Hi,
I’m very interested in some OpenNMT features that tensorflow version has and I try to experiment with this version. I’m previously using OpenNMT-py and I tried to setup model in OpenNMT-tf as close to python version as possible.
I train my Chinese - Vietnamese model with 32k sentence pairs on train set, about 2k sentence pairs on dev and test set.
Sadly, when I’m using the default Rnnsmall autoconfig setting, the model get overfitted really quickly. I tried changing the params and use custom model with no success.
Whatever I tried, the model seems slowly increasing evaluation loss, sometimes immediately on the next evaluation after the first evaluation.
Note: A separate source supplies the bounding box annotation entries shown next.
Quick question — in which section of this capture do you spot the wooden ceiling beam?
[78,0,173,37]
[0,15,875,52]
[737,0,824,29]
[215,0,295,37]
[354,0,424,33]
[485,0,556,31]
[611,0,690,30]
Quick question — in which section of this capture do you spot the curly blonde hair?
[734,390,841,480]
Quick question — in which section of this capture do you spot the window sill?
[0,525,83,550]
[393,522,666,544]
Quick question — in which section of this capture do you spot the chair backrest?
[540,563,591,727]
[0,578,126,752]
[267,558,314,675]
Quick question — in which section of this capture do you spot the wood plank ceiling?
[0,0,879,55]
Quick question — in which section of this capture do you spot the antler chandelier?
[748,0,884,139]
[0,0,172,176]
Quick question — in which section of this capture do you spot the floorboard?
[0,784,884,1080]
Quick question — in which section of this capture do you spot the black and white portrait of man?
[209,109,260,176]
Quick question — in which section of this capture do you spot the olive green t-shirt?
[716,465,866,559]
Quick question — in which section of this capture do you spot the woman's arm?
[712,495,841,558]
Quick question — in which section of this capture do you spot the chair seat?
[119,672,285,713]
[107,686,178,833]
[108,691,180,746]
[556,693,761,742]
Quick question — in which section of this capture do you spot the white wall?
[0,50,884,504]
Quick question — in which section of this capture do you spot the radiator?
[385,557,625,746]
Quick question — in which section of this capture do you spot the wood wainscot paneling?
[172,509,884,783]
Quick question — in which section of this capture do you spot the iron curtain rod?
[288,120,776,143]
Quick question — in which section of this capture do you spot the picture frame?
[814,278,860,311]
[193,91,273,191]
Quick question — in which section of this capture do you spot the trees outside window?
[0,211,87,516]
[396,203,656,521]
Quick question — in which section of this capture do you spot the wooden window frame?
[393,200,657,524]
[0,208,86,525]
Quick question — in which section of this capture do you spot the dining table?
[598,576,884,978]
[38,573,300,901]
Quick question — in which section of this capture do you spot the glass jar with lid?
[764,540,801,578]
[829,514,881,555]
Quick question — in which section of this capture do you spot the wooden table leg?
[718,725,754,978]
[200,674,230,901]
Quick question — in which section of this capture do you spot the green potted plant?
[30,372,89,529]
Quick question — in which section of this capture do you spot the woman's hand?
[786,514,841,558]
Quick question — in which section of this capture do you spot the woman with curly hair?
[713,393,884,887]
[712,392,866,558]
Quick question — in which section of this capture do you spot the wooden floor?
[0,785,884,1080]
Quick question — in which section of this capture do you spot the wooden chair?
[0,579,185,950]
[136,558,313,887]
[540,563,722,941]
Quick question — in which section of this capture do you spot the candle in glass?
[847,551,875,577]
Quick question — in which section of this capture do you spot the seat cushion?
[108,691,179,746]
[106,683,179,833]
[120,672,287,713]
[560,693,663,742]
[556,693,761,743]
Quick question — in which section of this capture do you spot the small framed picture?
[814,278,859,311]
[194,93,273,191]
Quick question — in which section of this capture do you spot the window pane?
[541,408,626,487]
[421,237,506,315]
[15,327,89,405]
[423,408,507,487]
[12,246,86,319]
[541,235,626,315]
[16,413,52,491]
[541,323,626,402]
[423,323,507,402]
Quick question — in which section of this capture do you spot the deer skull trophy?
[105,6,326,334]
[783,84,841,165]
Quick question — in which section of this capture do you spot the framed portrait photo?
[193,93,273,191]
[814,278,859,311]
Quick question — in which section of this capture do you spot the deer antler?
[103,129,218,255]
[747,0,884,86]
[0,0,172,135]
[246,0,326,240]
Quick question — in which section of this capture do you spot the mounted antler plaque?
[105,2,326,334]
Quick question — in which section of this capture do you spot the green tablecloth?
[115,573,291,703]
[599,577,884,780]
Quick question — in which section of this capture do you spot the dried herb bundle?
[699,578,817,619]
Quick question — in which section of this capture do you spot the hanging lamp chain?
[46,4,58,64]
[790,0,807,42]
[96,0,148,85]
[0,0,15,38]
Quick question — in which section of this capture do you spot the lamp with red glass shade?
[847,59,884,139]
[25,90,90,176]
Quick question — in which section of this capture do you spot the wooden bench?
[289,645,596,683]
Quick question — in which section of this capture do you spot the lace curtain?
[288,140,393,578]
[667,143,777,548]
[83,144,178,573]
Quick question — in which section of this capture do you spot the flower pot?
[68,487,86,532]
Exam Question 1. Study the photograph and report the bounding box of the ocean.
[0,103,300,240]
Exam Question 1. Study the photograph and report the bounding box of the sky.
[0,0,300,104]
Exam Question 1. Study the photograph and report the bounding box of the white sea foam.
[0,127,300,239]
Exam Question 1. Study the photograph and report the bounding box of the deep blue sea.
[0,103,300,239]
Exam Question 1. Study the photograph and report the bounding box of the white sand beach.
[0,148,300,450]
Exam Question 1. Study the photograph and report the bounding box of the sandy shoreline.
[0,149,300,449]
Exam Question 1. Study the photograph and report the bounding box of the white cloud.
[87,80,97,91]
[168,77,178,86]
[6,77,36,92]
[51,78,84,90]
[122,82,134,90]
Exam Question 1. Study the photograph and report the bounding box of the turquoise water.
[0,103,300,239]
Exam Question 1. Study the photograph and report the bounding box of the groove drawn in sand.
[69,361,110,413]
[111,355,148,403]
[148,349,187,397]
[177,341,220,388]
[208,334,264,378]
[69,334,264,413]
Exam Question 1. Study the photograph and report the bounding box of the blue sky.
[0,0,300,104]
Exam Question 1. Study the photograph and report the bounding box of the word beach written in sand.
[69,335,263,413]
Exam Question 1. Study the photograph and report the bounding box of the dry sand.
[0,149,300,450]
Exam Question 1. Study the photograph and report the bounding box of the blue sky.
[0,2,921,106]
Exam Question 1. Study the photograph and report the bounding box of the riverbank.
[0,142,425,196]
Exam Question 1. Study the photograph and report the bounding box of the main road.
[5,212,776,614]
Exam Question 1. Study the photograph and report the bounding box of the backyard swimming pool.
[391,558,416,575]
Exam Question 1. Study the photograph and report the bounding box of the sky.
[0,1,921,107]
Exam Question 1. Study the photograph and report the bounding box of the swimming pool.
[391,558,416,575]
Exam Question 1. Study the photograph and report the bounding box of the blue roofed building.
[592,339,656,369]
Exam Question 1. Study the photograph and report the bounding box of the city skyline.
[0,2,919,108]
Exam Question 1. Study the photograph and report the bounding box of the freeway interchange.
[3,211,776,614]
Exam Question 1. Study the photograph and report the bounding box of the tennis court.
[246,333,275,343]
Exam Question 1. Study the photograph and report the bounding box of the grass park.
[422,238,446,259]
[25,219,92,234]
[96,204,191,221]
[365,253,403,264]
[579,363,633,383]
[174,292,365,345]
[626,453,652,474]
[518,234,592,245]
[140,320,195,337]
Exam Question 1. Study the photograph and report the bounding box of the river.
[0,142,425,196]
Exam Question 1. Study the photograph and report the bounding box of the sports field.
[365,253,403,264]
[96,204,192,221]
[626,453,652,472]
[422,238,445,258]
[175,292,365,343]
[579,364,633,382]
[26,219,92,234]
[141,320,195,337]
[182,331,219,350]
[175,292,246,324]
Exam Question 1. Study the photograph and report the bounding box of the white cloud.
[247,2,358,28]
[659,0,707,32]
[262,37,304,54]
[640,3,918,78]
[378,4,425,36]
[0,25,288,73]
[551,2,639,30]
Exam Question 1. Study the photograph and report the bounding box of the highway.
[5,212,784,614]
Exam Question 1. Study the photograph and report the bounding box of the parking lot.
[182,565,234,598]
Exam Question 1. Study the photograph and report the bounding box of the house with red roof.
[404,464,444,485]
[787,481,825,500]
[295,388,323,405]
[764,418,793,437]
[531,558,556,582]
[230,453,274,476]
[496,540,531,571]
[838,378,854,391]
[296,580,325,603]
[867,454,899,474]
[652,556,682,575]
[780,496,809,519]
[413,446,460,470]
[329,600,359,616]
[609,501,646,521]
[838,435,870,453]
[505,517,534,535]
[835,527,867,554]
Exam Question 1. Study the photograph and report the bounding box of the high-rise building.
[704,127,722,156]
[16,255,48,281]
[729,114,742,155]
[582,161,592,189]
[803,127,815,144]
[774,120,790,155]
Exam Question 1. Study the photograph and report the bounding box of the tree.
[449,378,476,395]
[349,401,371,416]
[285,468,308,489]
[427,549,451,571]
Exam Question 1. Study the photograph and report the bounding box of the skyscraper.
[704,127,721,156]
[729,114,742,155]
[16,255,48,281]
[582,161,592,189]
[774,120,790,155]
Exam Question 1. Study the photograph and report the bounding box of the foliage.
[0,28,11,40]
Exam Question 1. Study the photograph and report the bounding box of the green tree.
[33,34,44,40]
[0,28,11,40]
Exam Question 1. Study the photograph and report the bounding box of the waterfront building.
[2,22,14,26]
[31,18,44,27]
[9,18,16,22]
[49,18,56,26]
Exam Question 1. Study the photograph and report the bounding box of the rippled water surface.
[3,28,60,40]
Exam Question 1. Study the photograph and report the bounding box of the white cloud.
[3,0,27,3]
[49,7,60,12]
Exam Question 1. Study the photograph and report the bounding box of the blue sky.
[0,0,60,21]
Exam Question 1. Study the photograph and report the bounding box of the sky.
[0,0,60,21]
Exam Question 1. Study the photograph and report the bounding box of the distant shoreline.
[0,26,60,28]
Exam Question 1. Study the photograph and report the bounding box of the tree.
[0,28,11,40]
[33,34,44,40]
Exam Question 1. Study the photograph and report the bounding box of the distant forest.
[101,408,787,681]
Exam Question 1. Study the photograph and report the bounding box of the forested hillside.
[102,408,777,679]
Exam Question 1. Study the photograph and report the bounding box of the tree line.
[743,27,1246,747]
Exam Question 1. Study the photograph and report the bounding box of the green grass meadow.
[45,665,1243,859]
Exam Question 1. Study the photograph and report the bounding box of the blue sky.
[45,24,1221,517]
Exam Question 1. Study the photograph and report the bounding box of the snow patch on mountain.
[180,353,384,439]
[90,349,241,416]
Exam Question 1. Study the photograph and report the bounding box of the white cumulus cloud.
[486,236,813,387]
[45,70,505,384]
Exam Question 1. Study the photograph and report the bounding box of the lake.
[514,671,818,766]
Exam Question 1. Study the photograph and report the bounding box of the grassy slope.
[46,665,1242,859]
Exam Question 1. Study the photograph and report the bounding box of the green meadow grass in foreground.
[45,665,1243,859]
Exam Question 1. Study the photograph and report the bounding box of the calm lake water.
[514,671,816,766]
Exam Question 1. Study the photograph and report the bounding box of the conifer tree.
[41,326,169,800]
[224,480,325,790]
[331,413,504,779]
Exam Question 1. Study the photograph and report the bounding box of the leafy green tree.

This is the best run I can get so far. I use BiRNN model with BLEU score of 30.87 on step 65k
After step 15k, eval loss slowly increase so I stopped training eventually.
This is the config I use:
model_dir: model
data:
eval_features_file: cv.dev.cn
eval_labels_file: cv.dev.vn
source_words_vocabulary: src-vocab.txt
target_words_vocabulary: tgt-vocab.txt
train_features_file: cv.train.cn
train_labels_file: cv.train.vn
eval:
batch_size: 32
eval_delay: 0
exporters: last
infer:
batch_size: 32
bucket_width: 0
params:
average_loss_in_time: true
beam_width: 5
learning_rate: 2.0 # The scale constant.
clip_gradients: null
decay_step_duration: 8 # 1 decay step is 8 training steps.
decay_type: noam_decay_v2
decay_params:
model_dim: 512
warmup_steps: 2000 # (= 16000 training steps).
start_decay_steps: 0
label_smoothing: 0.1
length_penalty: 0
gradients_accum: 1
optimizer: AdamOptimizer
optimizer_params:
beta1: 0.9
beta2: 0.998
score:
batch_size: 64
train:
average_last_checkpoints: 8
batch_size: 4096
batch_type: tokens
keep_checkpoint_max: 8
maximum_features_length: 50
maximum_labels_length: 50
sample_buffer_size: -1
save_checkpoints_steps: 5000
save_summary_steps: 100
train_steps: 200000
This is my custom model
def model():
return onmt.models.SequenceToSequence(
source_inputter=onmt.inputters.WordEmbedder(
vocabulary_file_key="source_words_vocabulary",
embedding_size=512,
dtype=tf.float16
),
target_inputter=onmt.inputters.WordEmbedder(
vocabulary_file_key="target_words_vocabulary",
embedding_size=512,
dtype=tf.float16
),
encoder=onmt.encoders.BidirectionalRNNEncoder(
num_layers=2,
num_units=500,
reducer=onmt.layers.ConcatReducer(),
cell_class=tf.nn.rnn_cell.LSTMCell,
dropout=0.2,
residual_connections=False
),
decoder=onmt.decoders.AttentionalRNNDecoder(
num_layers=2,
num_units=500,
bridge=onmt.layers.CopyBridge(),
attention_mechanism_class=tf.contrib.seq2seq.LuongAttention,
cell_class=tf.contrib.rnn.LSTMCell,
dropout=0.2,
residual_connections=False))
Compared to OpenNMT-py, I got BLEU score of 37.83 with the following config
!CUDA_VISIBLE_DEVICES=0 python train.py -data data/test.atok.low -save_model demo_model -gpu_ranks 0 -optim adam -learning_rate 0.001 -encoder_type brnn \
-dropout 0.2 -word_vec_size 512 -train_steps 200000\
-batch_type tokens -normalization tokens \
-label_smoothing 0.1
I hope I can get some help, why the model on tensorflow get overfitted so easily and the translation quality is worse than the py version despite I tried setting them up as close to each other as possible?